Without pause, Pichon launched an unrelenting account of the Ninth, one that left the musicians and the audience on their toes for the length of the performance. The Allegro and Scherzo eschewed lyricism almost entirely, favoring instead a driving rhythm and brisk tempo that sometimes pushed players to the brink. Sections remained unblended, creating a sound world more confrontationally dissonant than conventionally harmonic. This vision made a certain dramatic sense: clashes within the orchestra represented the messy work of creating a distinct human identity. Pichon’s punishing approach to the first two movements also allowed a welcome calm when he turned down the dial for the lovely Adagio.

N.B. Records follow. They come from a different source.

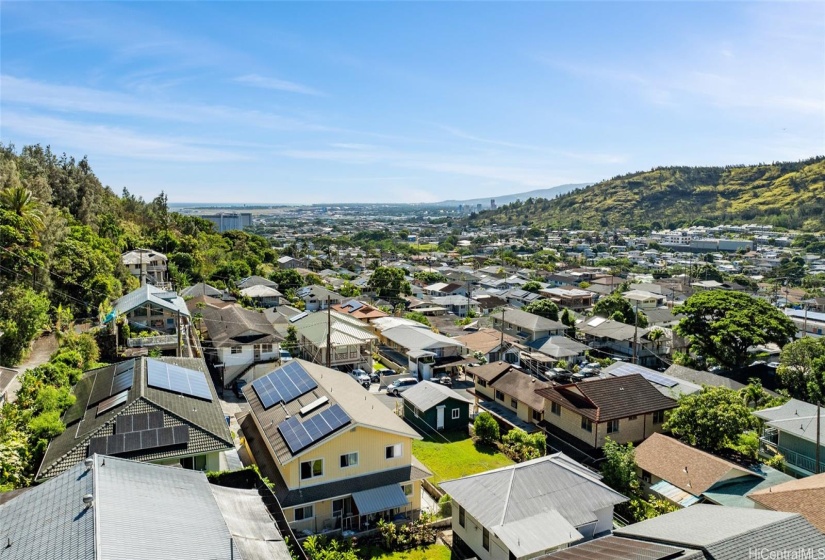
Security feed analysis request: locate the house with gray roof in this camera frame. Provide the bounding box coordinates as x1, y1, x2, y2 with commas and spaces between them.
238, 359, 432, 538
441, 453, 627, 560
613, 504, 825, 560
36, 357, 235, 480
0, 454, 292, 560
401, 381, 472, 434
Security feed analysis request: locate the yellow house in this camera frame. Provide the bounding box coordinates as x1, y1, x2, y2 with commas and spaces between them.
239, 360, 432, 538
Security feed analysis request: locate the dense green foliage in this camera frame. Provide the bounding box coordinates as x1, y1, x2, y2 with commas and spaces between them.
674, 290, 796, 368
471, 157, 825, 231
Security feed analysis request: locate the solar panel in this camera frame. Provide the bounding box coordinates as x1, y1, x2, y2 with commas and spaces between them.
252, 362, 318, 409
278, 404, 350, 455
146, 358, 212, 401
97, 391, 129, 415
610, 364, 679, 387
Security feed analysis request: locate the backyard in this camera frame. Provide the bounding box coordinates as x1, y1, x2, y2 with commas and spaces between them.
413, 432, 513, 484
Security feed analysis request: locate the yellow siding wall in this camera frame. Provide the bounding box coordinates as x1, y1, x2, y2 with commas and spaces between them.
281, 426, 412, 489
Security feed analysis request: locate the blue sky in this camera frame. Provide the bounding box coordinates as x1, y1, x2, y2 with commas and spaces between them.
0, 2, 825, 203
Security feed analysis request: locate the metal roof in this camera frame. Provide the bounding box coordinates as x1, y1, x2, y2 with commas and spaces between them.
401, 381, 472, 410
352, 484, 408, 515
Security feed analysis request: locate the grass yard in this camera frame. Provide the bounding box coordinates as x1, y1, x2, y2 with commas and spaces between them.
413, 433, 513, 484
359, 544, 451, 560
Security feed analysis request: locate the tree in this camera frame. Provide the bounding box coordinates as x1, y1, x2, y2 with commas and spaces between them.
369, 266, 412, 301
521, 299, 559, 321
601, 437, 639, 497
593, 289, 647, 329
0, 285, 49, 366
473, 412, 499, 445
674, 290, 796, 369
776, 336, 825, 403
663, 386, 758, 452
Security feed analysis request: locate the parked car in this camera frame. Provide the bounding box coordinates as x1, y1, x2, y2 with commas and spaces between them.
232, 379, 246, 399
387, 377, 418, 397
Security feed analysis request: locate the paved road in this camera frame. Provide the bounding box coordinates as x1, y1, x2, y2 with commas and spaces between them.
8, 333, 57, 401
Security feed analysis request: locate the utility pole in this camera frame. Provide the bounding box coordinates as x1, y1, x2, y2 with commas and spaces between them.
633, 300, 639, 364
327, 296, 332, 368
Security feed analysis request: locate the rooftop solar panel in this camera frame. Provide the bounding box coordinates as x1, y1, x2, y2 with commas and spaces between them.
610, 364, 679, 387
278, 404, 350, 455
146, 358, 212, 401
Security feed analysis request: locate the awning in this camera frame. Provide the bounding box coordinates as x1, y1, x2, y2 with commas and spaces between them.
352, 484, 409, 515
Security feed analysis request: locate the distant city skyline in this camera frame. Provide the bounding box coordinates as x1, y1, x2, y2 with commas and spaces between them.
0, 2, 825, 204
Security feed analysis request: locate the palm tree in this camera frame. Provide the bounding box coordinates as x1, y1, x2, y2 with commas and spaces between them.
0, 186, 43, 230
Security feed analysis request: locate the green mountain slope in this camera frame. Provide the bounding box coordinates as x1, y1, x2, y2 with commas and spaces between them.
470, 156, 825, 231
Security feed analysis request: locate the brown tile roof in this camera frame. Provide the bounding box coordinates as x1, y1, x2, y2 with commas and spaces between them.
455, 329, 518, 354
748, 473, 825, 533
491, 369, 551, 410
467, 362, 513, 383
636, 434, 757, 496
536, 374, 676, 422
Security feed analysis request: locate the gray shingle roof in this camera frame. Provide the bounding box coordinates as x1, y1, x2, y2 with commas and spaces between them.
0, 455, 290, 560
37, 357, 234, 479
401, 381, 472, 410
614, 504, 825, 560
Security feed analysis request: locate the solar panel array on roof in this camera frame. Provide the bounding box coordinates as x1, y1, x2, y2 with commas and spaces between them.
87, 426, 189, 456
116, 410, 163, 434
97, 391, 129, 415
610, 364, 679, 387
278, 404, 350, 455
252, 361, 318, 409
146, 358, 212, 401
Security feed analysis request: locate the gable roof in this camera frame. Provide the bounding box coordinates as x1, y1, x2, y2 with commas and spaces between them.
490, 369, 552, 410
401, 381, 472, 411
536, 374, 676, 422
243, 359, 421, 465
636, 433, 758, 496
0, 455, 290, 560
37, 357, 235, 479
613, 504, 825, 560
441, 453, 627, 552
748, 473, 825, 533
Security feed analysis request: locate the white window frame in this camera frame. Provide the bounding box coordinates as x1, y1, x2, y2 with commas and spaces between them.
384, 443, 404, 461
299, 459, 324, 480
338, 451, 358, 469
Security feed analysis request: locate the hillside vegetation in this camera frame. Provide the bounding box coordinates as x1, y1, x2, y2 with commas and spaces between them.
470, 156, 825, 231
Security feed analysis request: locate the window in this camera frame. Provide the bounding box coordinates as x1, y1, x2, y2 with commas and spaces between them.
386, 443, 401, 459
341, 453, 358, 469
301, 459, 324, 480
295, 506, 315, 521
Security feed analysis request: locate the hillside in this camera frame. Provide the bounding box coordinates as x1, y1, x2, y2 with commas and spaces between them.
470, 156, 825, 231
435, 183, 591, 208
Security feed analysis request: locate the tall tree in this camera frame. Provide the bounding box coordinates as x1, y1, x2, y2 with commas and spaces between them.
674, 290, 796, 368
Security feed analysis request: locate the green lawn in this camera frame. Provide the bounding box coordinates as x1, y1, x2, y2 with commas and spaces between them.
359, 544, 451, 560
413, 433, 513, 484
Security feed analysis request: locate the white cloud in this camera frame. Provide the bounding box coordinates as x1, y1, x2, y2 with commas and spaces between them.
234, 74, 324, 95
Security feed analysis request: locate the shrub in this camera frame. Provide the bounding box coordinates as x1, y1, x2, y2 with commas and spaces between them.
473, 412, 499, 444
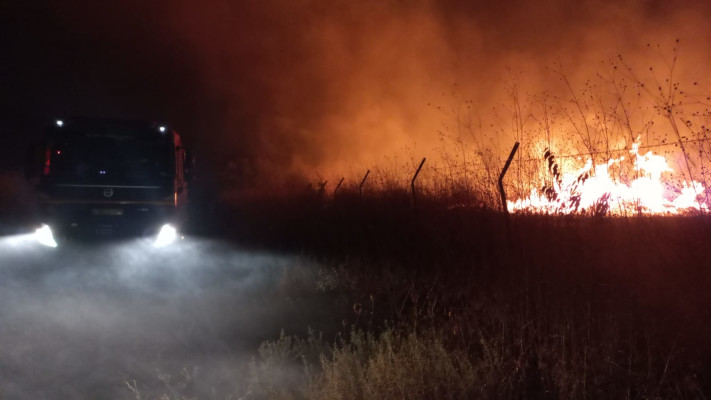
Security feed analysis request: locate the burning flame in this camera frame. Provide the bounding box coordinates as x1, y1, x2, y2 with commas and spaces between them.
508, 143, 708, 215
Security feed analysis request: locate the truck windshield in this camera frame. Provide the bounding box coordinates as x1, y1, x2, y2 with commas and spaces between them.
45, 129, 174, 185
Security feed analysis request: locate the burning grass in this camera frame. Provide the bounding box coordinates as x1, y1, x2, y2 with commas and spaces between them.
206, 190, 711, 399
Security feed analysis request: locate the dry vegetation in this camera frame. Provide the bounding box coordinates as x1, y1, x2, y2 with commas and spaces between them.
199, 48, 711, 399
209, 191, 711, 399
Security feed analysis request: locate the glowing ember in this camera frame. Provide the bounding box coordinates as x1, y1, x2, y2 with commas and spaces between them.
508, 143, 708, 215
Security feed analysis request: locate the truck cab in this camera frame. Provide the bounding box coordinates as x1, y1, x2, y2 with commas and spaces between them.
27, 119, 193, 246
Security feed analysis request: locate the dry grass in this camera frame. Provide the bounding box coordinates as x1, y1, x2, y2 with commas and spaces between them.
216, 186, 711, 399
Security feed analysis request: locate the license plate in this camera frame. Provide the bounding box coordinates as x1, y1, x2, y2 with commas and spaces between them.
91, 208, 123, 215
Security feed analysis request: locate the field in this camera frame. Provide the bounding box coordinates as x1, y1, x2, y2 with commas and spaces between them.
209, 190, 711, 399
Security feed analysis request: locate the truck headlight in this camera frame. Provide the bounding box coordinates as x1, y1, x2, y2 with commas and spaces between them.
35, 224, 57, 247
153, 224, 178, 247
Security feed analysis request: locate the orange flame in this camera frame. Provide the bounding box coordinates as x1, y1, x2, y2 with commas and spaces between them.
508, 143, 708, 215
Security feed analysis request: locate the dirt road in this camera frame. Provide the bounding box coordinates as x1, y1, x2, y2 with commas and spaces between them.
0, 235, 332, 399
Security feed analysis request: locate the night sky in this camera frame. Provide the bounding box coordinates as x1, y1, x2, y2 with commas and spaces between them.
0, 0, 711, 178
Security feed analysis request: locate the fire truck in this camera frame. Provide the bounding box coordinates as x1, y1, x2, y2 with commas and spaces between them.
28, 118, 194, 247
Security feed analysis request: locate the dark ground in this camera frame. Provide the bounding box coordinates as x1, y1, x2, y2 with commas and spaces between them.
0, 208, 333, 399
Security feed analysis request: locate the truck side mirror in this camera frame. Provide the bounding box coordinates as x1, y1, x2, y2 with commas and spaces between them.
183, 149, 195, 182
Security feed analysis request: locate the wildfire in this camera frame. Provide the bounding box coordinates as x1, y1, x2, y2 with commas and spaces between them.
508, 143, 708, 215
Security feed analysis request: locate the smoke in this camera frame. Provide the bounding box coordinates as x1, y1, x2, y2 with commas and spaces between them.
0, 235, 335, 399
4, 0, 711, 180
152, 0, 709, 180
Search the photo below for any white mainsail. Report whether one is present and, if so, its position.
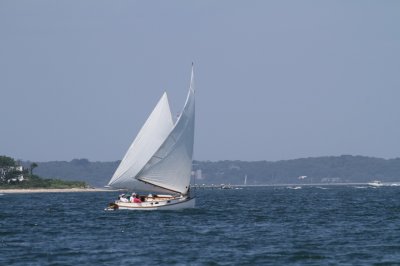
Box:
[109,68,195,194]
[108,93,174,189]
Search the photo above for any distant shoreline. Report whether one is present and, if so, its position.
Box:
[0,188,118,194]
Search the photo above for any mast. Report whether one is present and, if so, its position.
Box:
[136,66,195,194]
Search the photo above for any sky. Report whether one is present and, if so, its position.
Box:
[0,0,400,162]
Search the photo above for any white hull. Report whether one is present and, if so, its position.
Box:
[106,197,196,211]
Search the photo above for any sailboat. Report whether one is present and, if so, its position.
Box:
[106,65,195,210]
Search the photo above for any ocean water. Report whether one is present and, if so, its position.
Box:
[0,187,400,265]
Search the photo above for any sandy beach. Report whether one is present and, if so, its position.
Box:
[0,188,118,194]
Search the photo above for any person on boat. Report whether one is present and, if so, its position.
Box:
[133,195,142,203]
[119,194,129,202]
[129,193,136,202]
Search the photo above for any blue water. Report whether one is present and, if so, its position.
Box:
[0,187,400,265]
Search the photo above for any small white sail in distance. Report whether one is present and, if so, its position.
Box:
[108,67,195,194]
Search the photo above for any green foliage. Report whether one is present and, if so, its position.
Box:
[29,163,38,175]
[14,155,400,187]
[0,175,87,189]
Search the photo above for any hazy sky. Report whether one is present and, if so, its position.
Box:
[0,0,400,161]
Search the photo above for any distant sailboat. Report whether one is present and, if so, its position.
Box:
[107,65,195,210]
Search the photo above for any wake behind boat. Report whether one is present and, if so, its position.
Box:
[106,65,195,210]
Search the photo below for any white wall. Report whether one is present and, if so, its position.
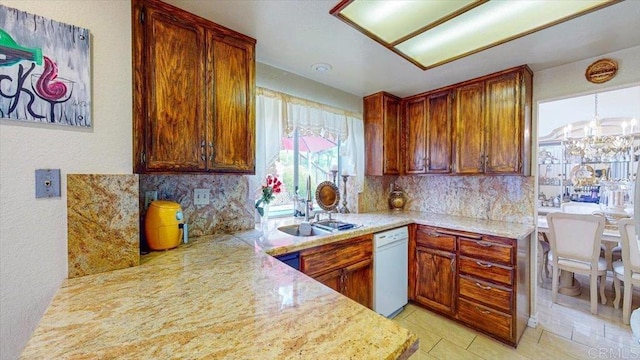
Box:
[0,0,132,359]
[256,63,362,113]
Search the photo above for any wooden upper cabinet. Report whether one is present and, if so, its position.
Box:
[207,31,256,173]
[426,90,453,174]
[485,71,530,173]
[132,0,255,173]
[453,82,485,174]
[143,8,206,170]
[363,92,400,176]
[402,96,427,175]
[454,66,532,175]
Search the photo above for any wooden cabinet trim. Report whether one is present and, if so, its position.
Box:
[458,237,515,265]
[458,299,515,345]
[416,227,456,252]
[458,256,514,286]
[458,274,514,314]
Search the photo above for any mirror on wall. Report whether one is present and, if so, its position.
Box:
[536,86,640,212]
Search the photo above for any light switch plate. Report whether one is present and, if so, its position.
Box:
[193,189,211,205]
[36,169,60,199]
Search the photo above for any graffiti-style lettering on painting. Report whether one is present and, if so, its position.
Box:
[0,5,91,127]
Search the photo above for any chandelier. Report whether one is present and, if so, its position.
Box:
[562,94,636,162]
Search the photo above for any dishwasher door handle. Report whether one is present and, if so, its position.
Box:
[374,239,409,251]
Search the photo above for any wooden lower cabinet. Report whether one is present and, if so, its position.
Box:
[300,235,373,308]
[415,246,456,315]
[409,225,530,346]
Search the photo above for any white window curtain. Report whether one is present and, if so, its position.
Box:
[249,92,284,198]
[255,88,364,194]
[340,116,364,193]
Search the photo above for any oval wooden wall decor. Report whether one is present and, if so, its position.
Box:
[584,59,618,84]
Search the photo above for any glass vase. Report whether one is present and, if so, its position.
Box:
[260,204,270,230]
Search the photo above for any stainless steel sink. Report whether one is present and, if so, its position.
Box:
[313,220,356,231]
[278,225,331,236]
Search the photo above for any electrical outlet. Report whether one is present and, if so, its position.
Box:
[36,169,60,199]
[144,191,158,209]
[193,189,211,205]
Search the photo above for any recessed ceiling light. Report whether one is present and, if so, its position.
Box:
[311,63,333,72]
[330,0,621,70]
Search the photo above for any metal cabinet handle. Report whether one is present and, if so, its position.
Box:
[476,283,492,290]
[477,241,493,247]
[476,306,491,315]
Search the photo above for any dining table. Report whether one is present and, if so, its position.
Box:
[537,215,620,296]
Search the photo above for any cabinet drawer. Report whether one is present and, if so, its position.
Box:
[458,237,513,265]
[300,240,373,276]
[416,226,456,252]
[458,299,513,342]
[458,256,513,286]
[459,275,513,314]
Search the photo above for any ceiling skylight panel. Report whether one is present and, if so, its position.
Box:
[332,0,486,44]
[396,0,607,68]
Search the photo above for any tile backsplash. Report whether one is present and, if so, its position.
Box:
[139,174,255,242]
[360,175,535,224]
[67,174,140,278]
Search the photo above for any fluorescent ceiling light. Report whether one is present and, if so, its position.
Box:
[331,0,620,70]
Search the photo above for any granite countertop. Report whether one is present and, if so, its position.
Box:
[22,211,534,359]
[234,210,535,256]
[21,235,418,359]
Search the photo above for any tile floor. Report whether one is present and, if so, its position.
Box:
[394,276,640,360]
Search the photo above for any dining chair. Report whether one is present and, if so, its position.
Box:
[538,232,551,285]
[547,212,607,315]
[560,202,621,266]
[613,219,640,324]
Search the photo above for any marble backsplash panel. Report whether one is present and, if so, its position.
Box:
[67,174,140,278]
[360,175,535,224]
[139,174,255,237]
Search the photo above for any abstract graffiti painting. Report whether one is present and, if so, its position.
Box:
[0,5,91,127]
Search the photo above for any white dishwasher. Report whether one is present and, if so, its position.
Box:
[373,226,409,317]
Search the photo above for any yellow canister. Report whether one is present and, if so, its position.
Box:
[144,200,184,250]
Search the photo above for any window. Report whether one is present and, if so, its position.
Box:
[268,128,342,216]
[255,88,364,216]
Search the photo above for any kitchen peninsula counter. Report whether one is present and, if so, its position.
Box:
[21,235,418,359]
[22,211,534,359]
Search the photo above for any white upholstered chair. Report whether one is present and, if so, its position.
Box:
[547,212,607,314]
[613,219,640,324]
[560,202,600,214]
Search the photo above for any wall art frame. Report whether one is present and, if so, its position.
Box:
[0,5,92,127]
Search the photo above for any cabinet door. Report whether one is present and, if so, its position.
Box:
[313,269,343,292]
[403,97,427,174]
[382,96,400,175]
[415,246,456,315]
[454,82,484,174]
[143,7,206,171]
[363,92,400,176]
[426,91,452,174]
[485,72,524,174]
[207,31,255,174]
[342,259,373,309]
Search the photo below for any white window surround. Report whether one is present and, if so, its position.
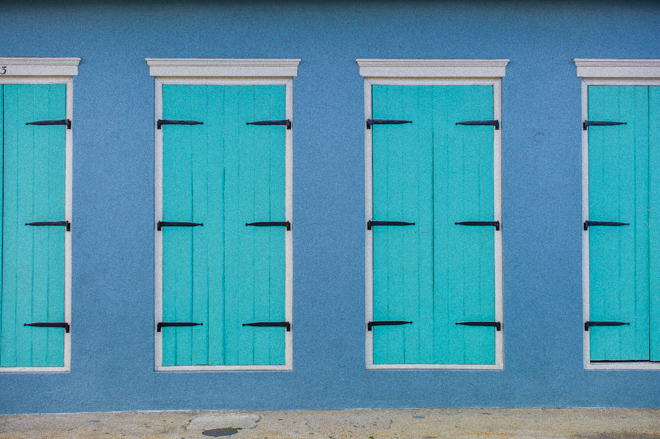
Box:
[146,58,300,371]
[0,57,80,373]
[573,58,660,370]
[356,59,509,370]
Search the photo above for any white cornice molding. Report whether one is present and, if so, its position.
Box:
[0,57,80,78]
[573,58,660,78]
[146,58,300,78]
[355,59,509,78]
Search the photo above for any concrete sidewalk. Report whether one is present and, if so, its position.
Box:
[0,409,660,439]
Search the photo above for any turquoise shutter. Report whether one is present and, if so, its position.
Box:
[162,85,286,366]
[372,86,495,364]
[588,86,660,361]
[0,84,66,367]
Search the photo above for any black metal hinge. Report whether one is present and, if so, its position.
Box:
[23,322,71,334]
[367,221,415,230]
[367,320,412,331]
[246,119,291,130]
[584,322,630,331]
[454,221,500,230]
[156,221,204,230]
[583,221,630,230]
[156,322,204,332]
[25,221,71,232]
[456,120,500,130]
[367,119,412,130]
[156,119,204,130]
[25,119,71,130]
[243,322,291,332]
[245,221,291,230]
[582,120,628,131]
[456,322,502,331]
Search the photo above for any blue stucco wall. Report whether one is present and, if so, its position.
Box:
[0,1,660,413]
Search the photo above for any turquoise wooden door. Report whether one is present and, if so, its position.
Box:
[0,84,66,367]
[372,85,495,364]
[162,85,287,366]
[588,86,660,361]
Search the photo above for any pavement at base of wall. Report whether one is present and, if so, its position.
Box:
[0,408,660,439]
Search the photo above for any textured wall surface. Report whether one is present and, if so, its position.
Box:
[0,1,660,413]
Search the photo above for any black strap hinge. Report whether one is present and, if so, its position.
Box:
[454,221,500,230]
[456,322,502,331]
[367,119,412,130]
[367,320,412,331]
[584,322,630,331]
[245,221,291,230]
[367,221,415,230]
[25,119,71,130]
[25,221,71,232]
[23,322,71,334]
[156,221,204,230]
[582,120,628,131]
[156,119,204,130]
[456,120,500,130]
[243,322,291,332]
[583,221,630,230]
[156,322,204,332]
[246,119,291,130]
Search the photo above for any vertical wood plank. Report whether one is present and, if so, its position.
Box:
[161,85,196,366]
[589,86,649,361]
[0,84,66,367]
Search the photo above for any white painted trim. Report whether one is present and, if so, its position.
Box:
[0,74,74,373]
[355,59,509,78]
[153,75,295,372]
[0,57,80,78]
[573,58,660,78]
[152,78,163,370]
[156,364,293,372]
[574,74,660,370]
[145,58,300,78]
[358,76,506,370]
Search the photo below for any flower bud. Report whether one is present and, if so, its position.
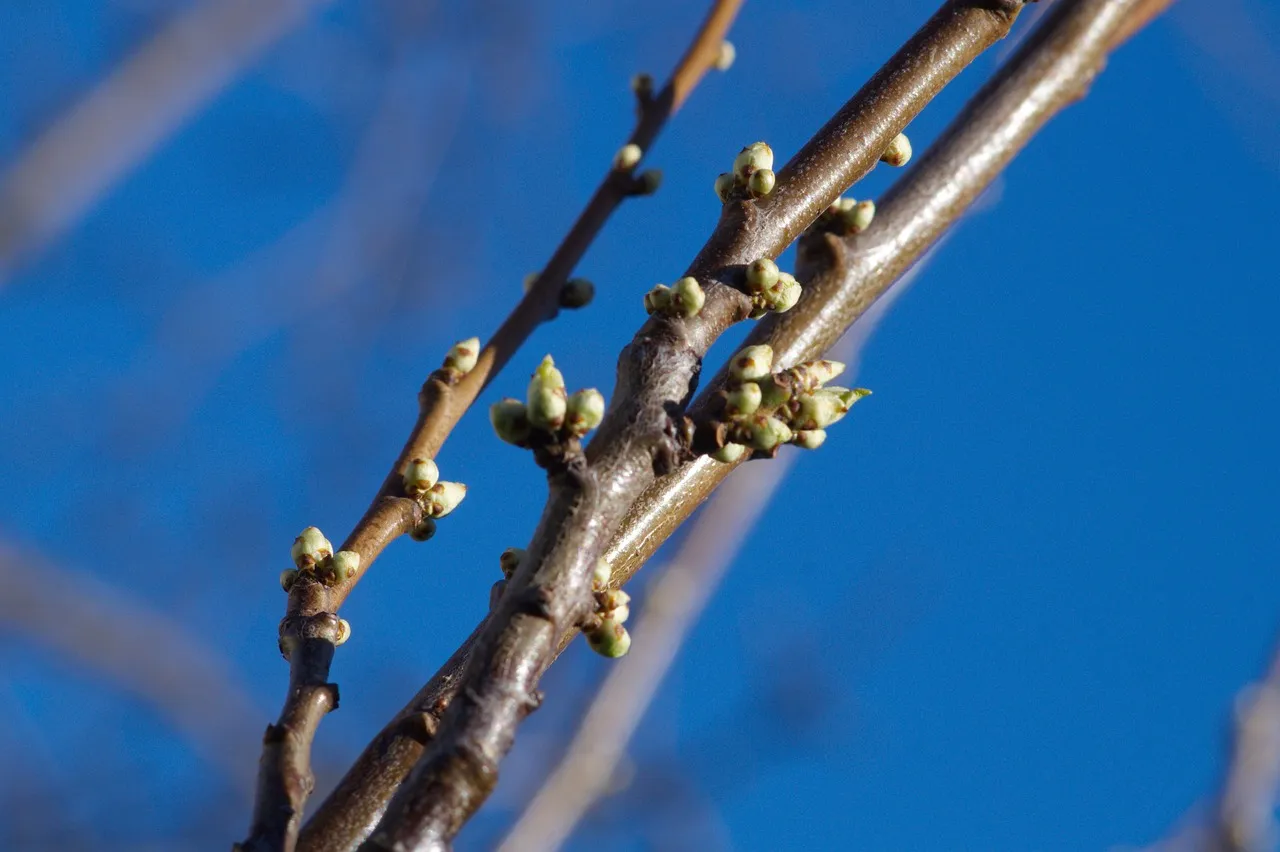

Rosen, no longer reciting, gave a forceful account of the “O Freunde” stanza in the finale, each word ringing out with clarity and focus in German so precise it could be transcribed. Redpath and Taylor made for a female pairing more commanding than usual. Laurence Kilsby brought a refreshingly old-fashioned, airy tone to “Froh, wie seine Sonnen fliegen”. The Clarion Choir proved not only mellifluous but theatrically potent, with some of its members stationed in the audience.

The OSL dedicated the performance to Sir Roger Norrington, its first music director, who died in July. Jolly Roger would surely approve of the fleet and snappy approach to this music. In the meantime, the self-governing orchestra has been without a principal conductor since Bernard Labadie concluded his tenure this past spring. Could Pichon be a contender for the job?